CogVideoX-Fun-V1.1-Reward-LoRAs

Property	Value
Paper	Aligning text-to-image diffusion models with reward backpropagation
Author	alibaba-pai
Model Architecture	LoRA-based optimization for CogVideoX

What is CogVideoX-Fun-V1.1-Reward-LoRAs?

CogVideoX-Fun-V1.1-Reward-LoRAs is an innovative implementation that enhances video generation through reward backpropagation techniques. It provides pre-trained LoRA models designed to optimize the output of CogVideoX-Fun-V1.1 base models for better alignment with human preferences.

Implementation Details

The model offers multiple LoRA variants, including versions for both 2B and 5B parameter base models, trained with HPS v2.1 and MPS reward models.

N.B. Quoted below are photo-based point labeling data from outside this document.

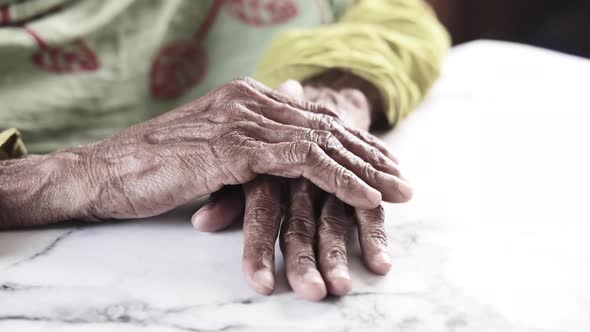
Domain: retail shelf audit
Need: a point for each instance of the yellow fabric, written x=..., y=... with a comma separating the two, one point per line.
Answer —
x=11, y=144
x=398, y=45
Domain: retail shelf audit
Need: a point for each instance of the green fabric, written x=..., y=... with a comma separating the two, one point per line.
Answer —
x=398, y=45
x=56, y=110
x=11, y=144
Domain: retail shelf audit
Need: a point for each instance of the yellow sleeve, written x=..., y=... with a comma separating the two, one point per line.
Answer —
x=11, y=145
x=398, y=45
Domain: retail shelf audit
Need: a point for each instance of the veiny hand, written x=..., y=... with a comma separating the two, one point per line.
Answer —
x=226, y=137
x=313, y=246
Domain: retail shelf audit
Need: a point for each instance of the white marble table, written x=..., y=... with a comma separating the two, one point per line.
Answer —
x=496, y=239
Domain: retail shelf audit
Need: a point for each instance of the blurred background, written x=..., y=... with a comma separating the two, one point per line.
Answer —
x=562, y=25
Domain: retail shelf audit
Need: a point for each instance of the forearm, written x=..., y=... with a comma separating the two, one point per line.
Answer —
x=43, y=189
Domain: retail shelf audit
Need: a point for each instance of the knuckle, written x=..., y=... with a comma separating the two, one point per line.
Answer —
x=261, y=215
x=345, y=178
x=300, y=151
x=304, y=234
x=336, y=253
x=372, y=216
x=304, y=258
x=376, y=236
x=326, y=122
x=371, y=174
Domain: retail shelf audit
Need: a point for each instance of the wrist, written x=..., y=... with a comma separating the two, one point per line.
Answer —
x=341, y=80
x=43, y=189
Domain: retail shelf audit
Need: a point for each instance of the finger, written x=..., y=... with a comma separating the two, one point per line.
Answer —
x=373, y=239
x=261, y=226
x=354, y=140
x=291, y=88
x=287, y=100
x=277, y=111
x=307, y=159
x=225, y=208
x=297, y=240
x=333, y=228
x=393, y=188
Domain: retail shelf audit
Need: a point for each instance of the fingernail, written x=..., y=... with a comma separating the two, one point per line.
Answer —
x=313, y=277
x=263, y=282
x=339, y=273
x=195, y=220
x=338, y=281
x=382, y=262
x=374, y=197
x=405, y=189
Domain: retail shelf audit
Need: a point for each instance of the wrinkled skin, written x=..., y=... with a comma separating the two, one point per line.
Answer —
x=227, y=137
x=314, y=233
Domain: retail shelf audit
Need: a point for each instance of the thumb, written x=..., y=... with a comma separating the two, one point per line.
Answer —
x=291, y=88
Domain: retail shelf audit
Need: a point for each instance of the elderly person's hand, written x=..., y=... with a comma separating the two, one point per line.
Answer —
x=313, y=235
x=226, y=137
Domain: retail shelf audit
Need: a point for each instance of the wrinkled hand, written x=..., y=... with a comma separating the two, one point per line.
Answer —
x=228, y=137
x=313, y=244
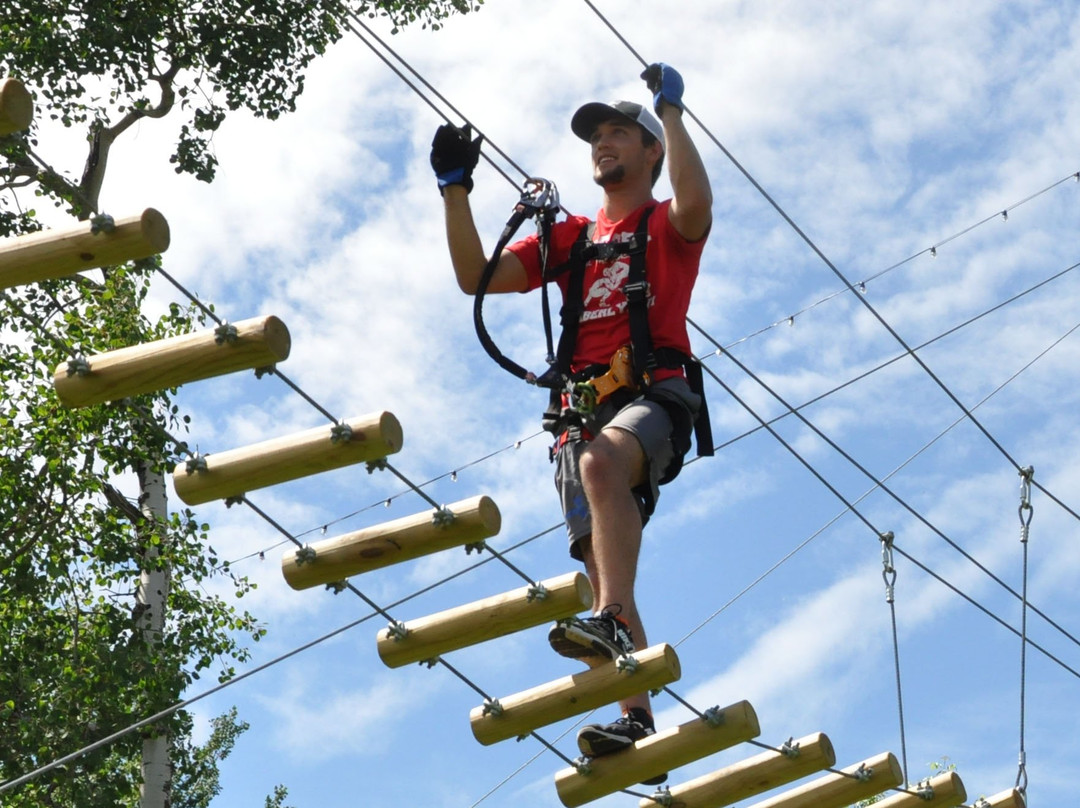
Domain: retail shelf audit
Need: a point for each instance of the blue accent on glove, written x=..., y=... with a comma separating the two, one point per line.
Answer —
x=454, y=156
x=666, y=85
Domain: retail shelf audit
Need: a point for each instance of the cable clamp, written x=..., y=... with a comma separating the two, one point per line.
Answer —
x=662, y=796
x=790, y=749
x=714, y=716
x=536, y=592
x=626, y=664
x=226, y=333
x=102, y=224
x=443, y=516
x=196, y=462
x=340, y=433
x=305, y=555
x=78, y=366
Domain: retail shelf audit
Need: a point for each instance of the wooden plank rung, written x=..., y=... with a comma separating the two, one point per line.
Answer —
x=16, y=107
x=481, y=621
x=754, y=776
x=291, y=457
x=66, y=251
x=166, y=363
x=1008, y=798
x=658, y=753
x=861, y=781
x=521, y=713
x=942, y=791
x=410, y=537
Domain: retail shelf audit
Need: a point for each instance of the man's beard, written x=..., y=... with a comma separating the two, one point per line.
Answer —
x=612, y=177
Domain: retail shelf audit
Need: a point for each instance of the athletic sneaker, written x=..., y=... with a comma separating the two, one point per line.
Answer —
x=595, y=740
x=601, y=637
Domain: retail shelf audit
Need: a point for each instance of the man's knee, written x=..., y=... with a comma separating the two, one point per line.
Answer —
x=615, y=457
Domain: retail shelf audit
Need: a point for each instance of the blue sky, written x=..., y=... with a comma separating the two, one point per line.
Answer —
x=882, y=130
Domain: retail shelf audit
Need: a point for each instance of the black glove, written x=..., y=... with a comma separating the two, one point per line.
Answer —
x=665, y=83
x=454, y=155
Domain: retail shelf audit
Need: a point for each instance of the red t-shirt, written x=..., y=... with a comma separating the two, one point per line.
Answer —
x=671, y=269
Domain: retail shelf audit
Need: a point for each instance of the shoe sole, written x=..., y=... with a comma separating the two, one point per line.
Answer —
x=594, y=742
x=572, y=642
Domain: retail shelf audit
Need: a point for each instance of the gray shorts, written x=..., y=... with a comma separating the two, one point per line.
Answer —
x=649, y=421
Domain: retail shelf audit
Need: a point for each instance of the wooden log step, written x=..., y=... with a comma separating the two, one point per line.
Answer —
x=280, y=459
x=521, y=713
x=1010, y=798
x=480, y=621
x=16, y=107
x=753, y=776
x=942, y=791
x=66, y=251
x=391, y=542
x=658, y=753
x=166, y=363
x=873, y=777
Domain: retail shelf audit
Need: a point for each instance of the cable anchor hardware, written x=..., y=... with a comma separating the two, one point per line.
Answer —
x=102, y=224
x=1025, y=502
x=196, y=462
x=443, y=516
x=78, y=366
x=536, y=592
x=340, y=432
x=888, y=571
x=662, y=796
x=790, y=749
x=226, y=333
x=714, y=716
x=626, y=664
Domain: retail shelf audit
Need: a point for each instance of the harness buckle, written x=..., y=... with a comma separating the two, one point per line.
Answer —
x=586, y=395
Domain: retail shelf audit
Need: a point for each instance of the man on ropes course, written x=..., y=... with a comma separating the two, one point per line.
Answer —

Each LoRA uses rank=128 and network_alpha=64, with varying training steps optimized for different model sizes.

5B model LoRAs trained with batch size 8 for 1,500-5,500 steps
2B model LoRAs trained with batch size 8 for 3,000-16,000 steps
Supports both HPSv2.1 and MPS reward models for optimization

Core Capabilities

Enhanced video generation quality through reward-based optimization
Plug-and-play compatibility with CogVideoX-Fun base models
Improved alignment with human preferences in video generation
Support for various prompt types including dynamic scenes and complex animations

Frequently Asked Questions

Q: What makes this model unique?

The model uniquely applies reward backpropagation to video generation, offering a specialized solution for enhancing video quality through human preference alignment. It provides ready-to-use LoRA weights that can be easily integrated with existing CogVideoX models.

Q: What are the recommended use cases?

The model is ideal for generating high-quality videos from text prompts, particularly when human preference alignment is crucial. It excels in creating dynamic scenes, animated characters, and complex visual narratives with improved coherence and quality.